When fiscal incentives are loosely applied to firms, they can up end entrenching historic structures of dominant firms rather than transcend those historic structures of imbalances, to create and generate dynamic domestic ones. It can also be a form of extra surplus transfer to those who get it only because they are powerful enough to grab it. Thereby worsening the challenges of financial flows, both licit and illicit.
Also, the conditions of the Ghanaian worker in the zones demand attention by the political contenders. Though there are sterling examples of companies in the zones that allow unionization, others do not allow unionization and collective bargaining. There are also irregular in the payment of Pay AsYou Earn (PAYE) and Social Security and National Insurance Trust (SSNIT) for their employees.
The above goes against Section 24 (3) of Ghana’s Constitution which provides that “every worker has a right to form or join a trade union of his choice for the promotion of his economic and social interests”. In addition, Section 70 (1) of the Labour Act (Act 651) also guarantees workers the right to form or join trade unions.

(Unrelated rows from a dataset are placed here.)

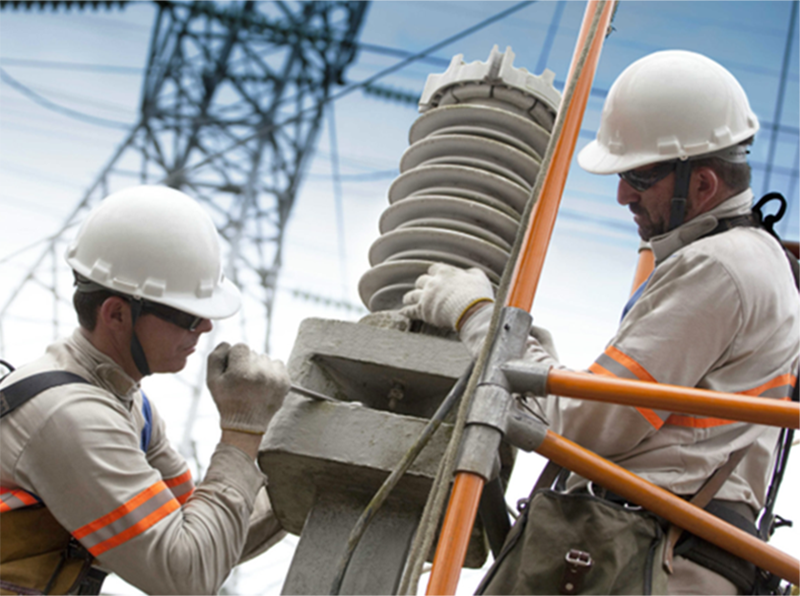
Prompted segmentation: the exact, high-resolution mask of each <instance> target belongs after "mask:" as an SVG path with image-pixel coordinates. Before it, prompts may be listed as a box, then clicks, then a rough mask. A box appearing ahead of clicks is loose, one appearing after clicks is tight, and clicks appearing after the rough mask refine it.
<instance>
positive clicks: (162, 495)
mask: <svg viewBox="0 0 800 596" xmlns="http://www.w3.org/2000/svg"><path fill="white" fill-rule="evenodd" d="M177 509H180V504H179V503H178V500H177V499H175V497H173V495H172V492H171V491H170V490H169V489H168V488H167V485H166V484H165V483H164V482H162V481H160V480H159V481H158V482H156V483H155V484H154V485H152V486H151V487H150V488H147V489H145V490H143V491H142V492H141V493H139V494H138V495H136V496H135V497H133V498H132V499H131V500H130V501H128V502H127V503H125V504H124V505H121V506H120V507H118V508H117V509H115V510H114V511H112V512H111V513H109V514H107V515H104V516H103V517H101V518H98V519H96V520H95V521H93V522H90V523H88V524H86V525H85V526H83V527H81V528H78V529H77V530H75V532H73V533H72V535H73V536H75V538H77V539H78V540H80V541H81V543H82V544H83V545H84V546H85V547H86V548H87V549H88V550H89V552H90V553H92V554H93V555H94V556H95V557H97V556H99V555H101V554H102V553H104V552H106V551H107V550H110V549H112V548H114V547H116V546H119V545H120V544H123V543H125V542H127V541H128V540H130V539H131V538H135V537H136V536H138V535H139V534H141V533H142V532H144V531H145V530H147V529H148V528H150V527H151V526H153V525H154V524H156V523H157V522H159V521H161V520H162V519H164V518H165V517H167V516H168V515H169V514H170V513H172V512H173V511H176V510H177Z"/></svg>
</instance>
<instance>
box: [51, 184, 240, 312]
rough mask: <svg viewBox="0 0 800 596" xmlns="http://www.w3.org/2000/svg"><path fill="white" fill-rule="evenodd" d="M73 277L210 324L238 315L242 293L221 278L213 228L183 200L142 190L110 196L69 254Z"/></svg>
mask: <svg viewBox="0 0 800 596" xmlns="http://www.w3.org/2000/svg"><path fill="white" fill-rule="evenodd" d="M66 259H67V263H69V265H70V267H72V269H73V270H74V271H76V272H77V273H78V274H80V275H81V276H83V277H85V278H88V279H89V280H91V281H92V282H94V283H96V284H98V285H100V286H103V287H105V288H108V289H110V290H114V291H116V292H119V293H121V294H125V295H127V296H132V297H133V298H143V299H145V300H149V301H151V302H157V303H159V304H166V305H167V306H171V307H173V308H177V309H178V310H181V311H184V312H187V313H190V314H193V315H195V316H198V317H202V318H204V319H222V318H225V317H229V316H231V315H233V314H234V313H236V311H237V310H239V306H240V305H241V294H240V292H239V289H238V288H237V287H236V286H235V285H233V283H231V282H230V280H228V279H227V278H226V277H225V275H224V273H223V272H222V261H221V257H220V243H219V236H218V234H217V230H216V227H215V226H214V222H213V221H212V220H211V217H210V216H209V215H208V213H206V212H205V211H204V210H203V208H202V207H200V205H199V204H198V203H197V202H196V201H195V200H194V199H192V198H190V197H189V196H187V195H185V194H184V193H182V192H180V191H177V190H174V189H172V188H167V187H163V186H136V187H132V188H127V189H125V190H121V191H119V192H116V193H113V194H111V195H109V196H108V197H107V198H106V199H104V200H103V201H102V202H100V204H99V205H97V206H96V207H95V208H94V209H93V210H92V212H91V213H90V214H89V216H88V217H87V219H86V220H85V221H84V222H83V225H82V226H81V229H80V231H79V232H78V235H77V237H76V238H75V240H73V241H72V243H71V244H70V246H69V248H68V249H67V253H66Z"/></svg>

A 2012 Annual Survey of Violations of Trade Union Rights conducted by the International Trade Union Confederation (ITUC) indicated the persistent violations in EPZ as one core issue of its survey in Ghana.
The above challenges and abuses corroborate the 2019 World Investment Report, produced by the United Nations Conference on Trade and Development (UNCTAD), which shows that the performance of many zones remains below expectations.
– Looking forward to rebuilding the Ghanaian economy in the wake of Covid-19 Pandemic
In the wake of the above and in the drive to rebuild the Ghanaian economy post-Covid Pandemic, three main solutions are proffered. First of all, the model of the SEZ, as a model for economic development, needs to go hand in hand with a clear industrial path with tighter and appropriate trade, finance, investment and technology policies. Policies that prioritise the creation and nurturing of domestic firms even as foreign firms complement their efforts. This will ensure that FDI operations interact meaningfully with the rest of the Ghanaian economy by ensuring backward and forward linkages in the wider economy.
Secondly, it is long overdue to review the incentives regime offered to Free Zone enterprises and link them to clear measurable indicators such as employment, technology transfer, market to local producers. All over the world countries are rebooting their economies and seeking to capacitate the locals to take a commanding role in the economy.
Last, but not the least, powers of the state to ensure that workers are treated properly, fairly and their economic rights enhanced within the Free Zones should be exercised. This will give a clear signal to companies operating there that the Ghanaian workers’rights are as inalienable as those of workers anywhere in the world.